A los cazadores de mi pueblo les gusta a menudo hacer su salida deportiva, algunos de ellos con su perro, y conseguir cada cual su rastro y acertar de un disparo. Hoy domingo, después de haber asistido a la misa de alba, nos hemos congregado en la plaza mayor. Yo también he acudido, con la escopeta de mi padre. Muy decididos, hemos tomado el atajo que conduce a la parte del cerro que da los viñedos y a los llanos altos más conocido por nosotros. Éramos más numerosos que en otras salidas, y hemos acordado repartirnos a derecha e izquierda de la loma que domina el camino real. Todos espetábamos una gran cacería, pero, al decidimos unos y otros a disparar a caza vista, nos ha sorprendido que los tiros no hiciesen ruido y que no acertásemos pieza alguna. Los dos grupos nos hemos reunido para discutir sobre un hecho tan insólito. Alzando las armas, hemos disparado sin objetivo: tampoco se han oído los disparos. El silencio era angustioso. Los cazadores corrían de aquí para allá, mientras probaban de nuevo a descargar el arma. Inútilmente. Presas de un anhelo instintivo, nos hemos desperdigado y hemos intentado disparar a diestro y siniestro. Nada, la quietud recordaba la de los grandes desiertos. Sin decírnoslo, nos hemos dispersado, reservados y mudos, más allá de las viñas y del boscaje. Hemos sido cuatro los que nos hemos detenido al final de un llano. Hemos disparado de nuevo: era un hecho que los cartuchos no se disparaban y que no se veía ningún animal de pelo ni de pluma. Hemos tratado de reunirnos con los otros: habían desaparecido. No se oían voces ni ladridos. Entonces, cabizbajos y con pie indeciso, hemos bajado al pueblo. Hemos contado el suceso: no lo han creído, pero los cazadores no volvían, como si se hubieran perdido en medio de una gran niebla. Delante del espantado vecindario hemos probado sin ánimo las escopetas. A pesar de su temor, los hombres y las mujeres más audaces se han dirigido al lugar en donde se habían reunido los cazadores. Ha sido inútil: se habían desvanecido. Los cuatro, que, fugitivos, proyectábamos la búsqueda -que éramos los menos atraídos pro el oficio de cazador- hemos abandonado el arma. Cada uno por nuestra cuenta, conocedores del país en llano y montaña, hemos comenzado la exploración. La quietud y el pánico están en todas partes. Quien iba al robledal, quien a las viñas, quien a los torrentes con tremedales y manchas de musgo.
Han pasado horas durante las que, a pleno sol, sombras inesperadas ocultaban senderos y pedregales.
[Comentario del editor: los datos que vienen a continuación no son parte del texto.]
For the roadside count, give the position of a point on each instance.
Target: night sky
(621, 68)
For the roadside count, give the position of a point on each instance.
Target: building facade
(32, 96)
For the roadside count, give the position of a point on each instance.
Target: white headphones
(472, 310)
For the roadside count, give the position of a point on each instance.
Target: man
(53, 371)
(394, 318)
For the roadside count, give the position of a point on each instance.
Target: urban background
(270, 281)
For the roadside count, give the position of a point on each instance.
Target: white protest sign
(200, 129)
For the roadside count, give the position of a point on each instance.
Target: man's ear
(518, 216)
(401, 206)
Uno de los cuatro que nos habíamos quedado ha llegado apresuramente a decirnos que, en el fondo del roquedal, donde se hunden las aguas de un arroyuelo, había descubierto tres figuras de piedra que se parecían a tres de los cazadores desaparecidos. Los del pueblo se han impresionado. Los más incrédulos tildaban de fantasioso a mi compañero. A pesar de la insistencia del descubridor de aquellos personajes pétreos, nadie se ha atrevido a ir allí. He sido yo quien, confiando en el descubrimiento de mi compañero, he ido al lugar de la aparición de los tres cazadores petrificados. Existían. De regreso, se lo he hecho saber a los que me escuchaban. Algunos me han acompañado allí otra vez y han confirmado el hecho. Al darnos la vuelta, casi a ojos cerrados, hemos descubierto a nuestros pies un águila real muerta. La sangre, que se escurría en direcciones diversas, dibujaba figuras -indescifrables para nosotros.
Nuestras dos escopetas estaban en el suelo, envejecidas y oxidadas.